What is corn? Corn is a tall annual cereal grass (Zea mays) widely grown for its large elongated ears of starchy seeds. The seeds, also known as corn, are used as food for humans and livestock and as a source of biofuel and can be processed into a wide range of useful chemicals.
Maize represents traditional knowledge, identities, songs, and the protection of Mother Earth, and it needs to be protected against many threats that have intensified in the last decades.
Corn is part of Indigenous creation stories, passage rituals to adolescence, the mingas (community gatherings), and deities in the spirit world. Oral tradition has been fundamental for transmitting knowledge about corn from generation to generation. “In the house after dinner, the father begins to tell how the corn is planted, so the information is transmitted to the children,” explains Aquian Guamán of the Karos Nation of Peru. In the same way, Maya elders and adults retell their creation story about why human beings were created from corn after three failed attempts to create human beings for younger generations.

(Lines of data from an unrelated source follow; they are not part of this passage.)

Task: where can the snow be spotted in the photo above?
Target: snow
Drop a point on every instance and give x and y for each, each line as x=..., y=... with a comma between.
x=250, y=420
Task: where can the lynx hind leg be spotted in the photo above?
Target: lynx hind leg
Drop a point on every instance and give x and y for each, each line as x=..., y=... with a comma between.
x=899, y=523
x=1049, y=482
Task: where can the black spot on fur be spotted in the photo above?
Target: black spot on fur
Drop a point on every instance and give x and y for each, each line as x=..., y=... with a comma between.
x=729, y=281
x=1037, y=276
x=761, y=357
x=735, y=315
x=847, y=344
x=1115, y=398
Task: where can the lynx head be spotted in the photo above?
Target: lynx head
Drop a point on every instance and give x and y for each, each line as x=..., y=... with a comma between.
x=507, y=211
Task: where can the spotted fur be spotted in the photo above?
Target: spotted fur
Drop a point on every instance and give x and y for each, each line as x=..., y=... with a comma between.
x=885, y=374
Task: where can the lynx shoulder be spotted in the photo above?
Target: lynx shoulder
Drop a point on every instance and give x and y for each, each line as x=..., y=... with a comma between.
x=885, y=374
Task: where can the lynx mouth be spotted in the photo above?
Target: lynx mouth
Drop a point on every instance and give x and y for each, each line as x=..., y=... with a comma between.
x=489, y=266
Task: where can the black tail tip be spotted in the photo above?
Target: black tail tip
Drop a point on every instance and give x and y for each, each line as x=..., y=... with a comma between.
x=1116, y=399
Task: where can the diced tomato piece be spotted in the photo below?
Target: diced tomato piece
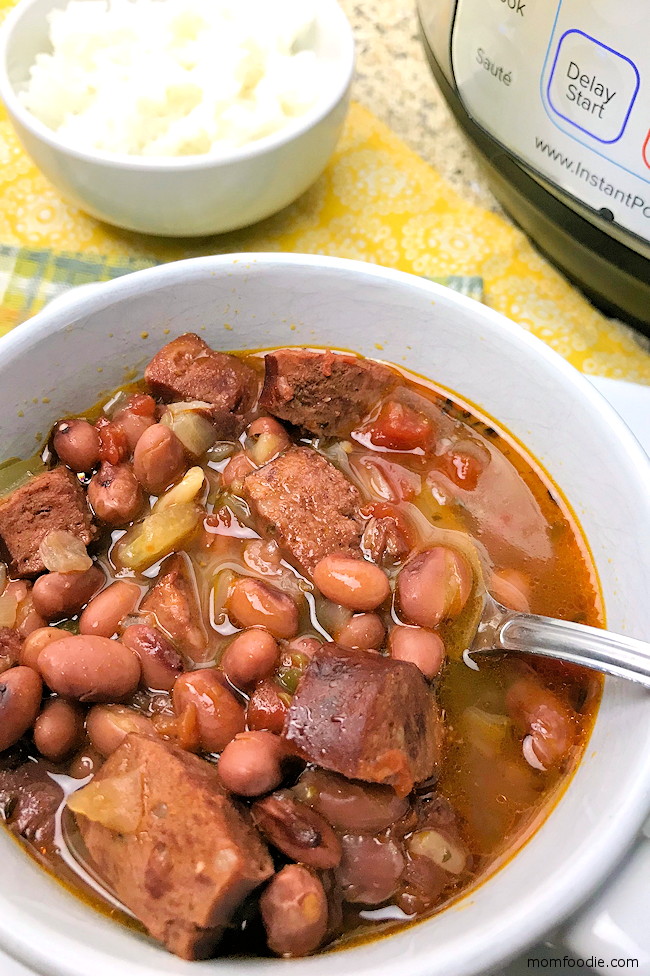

Corn has been considered a sacred plant and important food to many Indigenous Peoples for over 3,000 years, from the north to the Southlands of Abya Yala. NSF.gov cites that corn was first domesticated 8.700 years ago in Mexico. Wild Grass Became Maize Crop More than 8.700 Years Ago
Communities with diverse climates continue to utilize corn as a main staple of their diet and an important part of Indigenous philosophical and spiritual practices and identities.
“We are like a corn husked and watered on all sides; we are all a variety of corn,” said conference participant Carmen Lozano (Kichwa). Elder Duane ‘Chili’ Yazzie (Diné) commented, “We come from four worlds. This is the fourth world, and we are four peoples. The blacks take care of the water, the blue ones the air, the white ones the fire, and we, the dark ones, take care of the earth. Corn is a must to live. The first woman was given corn, a symbol of fertility. As the first people, we feel the pain of Mother Earth.”
This strong bond with corn and other plants, animals, and waters makes Indigenous Peoples stewards of all forms of life in their territories. Corn and Indigenous communities have had a special and mutually dependent relationship, evolving since the domestication of a grass called Teocintle to corn 3,000 years ago.